Wednesday, October 25, 2000

Anti-Resnick ad pulled, replaced

By Spencer Hunt
Enquirer Columbus Bureau

        COLUMBUS — A business-backed group working to defeat Ohio Supreme Court Justice Alice Robie Resnick on Tuesday pulled a commercial that asked if her integrity was for sale.

        As soon as the controversial ad left the airwaves, Citizens for a Strong Ohio broadcast a new spot. This one says Justice Resnick is bad for public education.

        Showing college students in class, the commercial says the Toledo Democrat tried to throw out a state law that made professors spend more time teaching.

        “The United States Supreme Court stood up for common sense and overturned Resnick's opinion,” the commercial claims.

        Justice Resnick is seeking a third term against Republican Cuyahoga County Appellate Judge Terrence O'Donnell. The new ad is the latest example of how special-interest groups have taken over their campaign in a multimillion-dollar fight for the high court.

        Citizens for a Strong Ohio sparked an intense ethical debate last week over an ad that asked “Is Justice for Sale in Ohio?” The commercial called Justice Resnick a pawn for trial lawyers and union leaders who donated thousands to her campaign.

        David Leland, the Ohio Democratic Party chairman, said the new ad is similar to the old one in that it manipulates fact to distort the judge's record.

        “This case concerns the working conditions of college professors, not education and not our children,” Mr. Leland said.

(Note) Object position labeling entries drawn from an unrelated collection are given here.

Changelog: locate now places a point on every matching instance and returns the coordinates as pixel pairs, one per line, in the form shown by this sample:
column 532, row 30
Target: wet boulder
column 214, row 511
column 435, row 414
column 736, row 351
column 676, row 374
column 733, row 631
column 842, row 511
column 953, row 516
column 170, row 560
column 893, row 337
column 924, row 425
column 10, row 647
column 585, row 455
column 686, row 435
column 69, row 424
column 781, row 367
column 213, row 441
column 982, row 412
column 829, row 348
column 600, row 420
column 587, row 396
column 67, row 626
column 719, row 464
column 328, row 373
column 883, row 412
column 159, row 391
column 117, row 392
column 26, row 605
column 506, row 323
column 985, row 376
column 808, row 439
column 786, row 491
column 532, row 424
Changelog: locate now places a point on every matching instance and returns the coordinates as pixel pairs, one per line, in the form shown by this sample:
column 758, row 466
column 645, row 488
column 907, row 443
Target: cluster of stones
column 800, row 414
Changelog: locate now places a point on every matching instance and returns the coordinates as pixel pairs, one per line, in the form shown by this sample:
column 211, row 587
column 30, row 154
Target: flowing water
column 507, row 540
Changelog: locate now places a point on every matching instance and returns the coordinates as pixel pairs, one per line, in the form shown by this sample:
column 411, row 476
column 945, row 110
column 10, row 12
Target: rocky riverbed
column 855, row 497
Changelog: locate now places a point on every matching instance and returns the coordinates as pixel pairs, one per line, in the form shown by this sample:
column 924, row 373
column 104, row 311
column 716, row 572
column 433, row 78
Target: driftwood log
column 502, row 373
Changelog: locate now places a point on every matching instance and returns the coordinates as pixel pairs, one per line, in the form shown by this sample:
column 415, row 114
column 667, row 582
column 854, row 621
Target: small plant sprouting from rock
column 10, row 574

        The commercial focuses on a 1993 law that gave universities more power to set professors' class workloads. After a group of Central State University professors sued, the Ohio Supreme Court ruled 4-3 that the law violated state labor protections.

        That decision, which Justice Resnick wrote, was overruled by the U.S. Supreme Court 8-1. The justices said the state law legally supersedes labor protections.

        On education issues, however, Justice Resnick is better known for writing two 4-3 opinions that declared the state funding system for public schools inadequate.

        Chip McConville, a lobbyist for the Ohio Chamber of Commerce and leader of Citizens for a Strong Ohio, said the ad sends an accurate and important message.

        “Education funding is probably the most complex issue in the state of Ohio,” he said. “This one case is real easy to understand.”